厚生労働省に乗り込んできた男性が、副大臣に新型コロナ感染に関するデータを見せたのは、3月上旬のことだった。
そのデータは神奈川県内に存在するすべての病院、350施設の一週間のデータである。
一見、「地獄のような状況」とも言える膨大なデータではあるが、見事なまでに整理されており、男性は新しい医療体制プランを語り始めると、副大臣はこう答えた。
「政府を動かします」
のちに「神奈川モデル」と呼ばれ、医療施設や患者たちを救うことになるこのデータとは何だったのか。新型コロナウイルス対策でテクノロジーを利用して迅速な指揮をとった台湾政府の対応が脚光を浴び、デジタル大臣のオードリー・タンも一躍有名になった。一方で、日本の神奈川でもテクノロジーと専門分野を活かして新たな感染症と闘った知られざる人物がいる。

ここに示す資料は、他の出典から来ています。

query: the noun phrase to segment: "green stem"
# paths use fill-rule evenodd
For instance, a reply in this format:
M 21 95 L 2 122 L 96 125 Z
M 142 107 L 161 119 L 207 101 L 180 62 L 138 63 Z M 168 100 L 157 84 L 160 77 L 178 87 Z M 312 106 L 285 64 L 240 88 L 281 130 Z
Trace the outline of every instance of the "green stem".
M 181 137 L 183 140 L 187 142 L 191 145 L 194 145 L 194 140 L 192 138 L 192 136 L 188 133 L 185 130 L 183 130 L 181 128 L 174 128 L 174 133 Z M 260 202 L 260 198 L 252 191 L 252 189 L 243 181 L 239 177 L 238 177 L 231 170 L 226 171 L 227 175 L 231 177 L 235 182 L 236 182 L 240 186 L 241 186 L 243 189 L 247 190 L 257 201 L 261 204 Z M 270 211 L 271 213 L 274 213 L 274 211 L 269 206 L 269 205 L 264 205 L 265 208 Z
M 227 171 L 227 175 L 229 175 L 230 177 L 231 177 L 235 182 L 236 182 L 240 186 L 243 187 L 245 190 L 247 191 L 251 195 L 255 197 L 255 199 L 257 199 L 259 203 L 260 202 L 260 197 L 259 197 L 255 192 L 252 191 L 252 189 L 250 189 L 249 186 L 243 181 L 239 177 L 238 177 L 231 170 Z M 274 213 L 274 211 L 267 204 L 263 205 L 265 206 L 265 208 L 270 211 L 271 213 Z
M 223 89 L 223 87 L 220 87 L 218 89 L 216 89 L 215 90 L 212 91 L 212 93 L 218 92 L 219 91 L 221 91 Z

まずは時計の針を2月25日に巻き戻してみよう。横浜港で検疫中のクルーズ船から4人目の死者が出た頃だ。
最悪のシナリオの始まり
Getty Images
2月25日、出張で訪れていた富山県から戻る飛行機で流れていたニュースが畑中洋亮の目に飛び込んできた。横浜港に停泊しているダイアモンド・プリンセス号に乗っていた患者を受け入れた相模原中央病院の看護師に新型コロナウイルスの陽性反応が出たのだ。院内感染の可能性が高いため、病院は安全が確認されるまでの間外来を休診すると公表した。
1人の看護師が感染しただけで病院としての機能を止めなくてはいけない。畑中はその時点で、そこまでの判断がされる病気だと思っていなかった。致死率が低くて、感染力高めのインフルエンザくらいなのではないか、くらいにイメージしていた。
医療職の感染が確認されると、病院ごと機能停止する。薬やワクチンの数の話ではなく、病院単位で話が進んでいく。新型コロナの患者が発生しただけで、救命救急医療やがん治療などの地域の日常医療を止めないといけないとなると、その地域は終わる。それが「医療崩壊」だ。
「神奈川県の350の病院はどうなっているのか」
昨年自身が設立した財団の調査で畑中は神奈川県に約350の病院があることを知っていた。飛行機の中から、首藤健治副知事の携帯電話へメッセージをした。畑中は神奈川県庁の職員ではない。特段感染症対策に明るいわけでもなかった。もともと週に1、2回通い、未来創生担当を務めていた神奈川県庁の顧問だった。
「神奈川県の病院がどういう状態か把握できていますか。僕は把握できる仕組みを作れると思います。必要であれば、私も陣頭指揮を取る覚悟です」
畑中の頭の中には、すでに最悪のシナリオ、そしてその戦い方が描き始められていた。実は、ここから畑中の過去の体験と知恵が、点と点を結ぶように見事に繋がっていくのである。
First Dot:11万件の公園データベース
のちに神奈川県庁新型コロナウイルス感染症対策本部で医療危機対策のトップを務めた畑中洋亮。患者を重症、中等症、無症状・軽症に分け、医療体制を作っていく「神奈川モデル」の種を蒔き、大きく育て上げた人物だ。新型コロナによる医療崩壊を防ぎ、1人でも多くの命を救うために考えられたこのモデルはのちに東京都や大阪府、そして国までもが真似する画期的な医療体制の仕組みとなる。
神奈川モデルの仕組み(神奈川県ホームページより)
それぞれの症状にあわせ、医療機関、自宅や宿泊施設へ調整する(神奈川県ホームページより)
畑中がなぜ副知事にコロナ対策の現状ではなく、神奈川県全病院の現状を聞いたのか。それは、彼がデータを集め、そこから対策を打つプロだったからだ。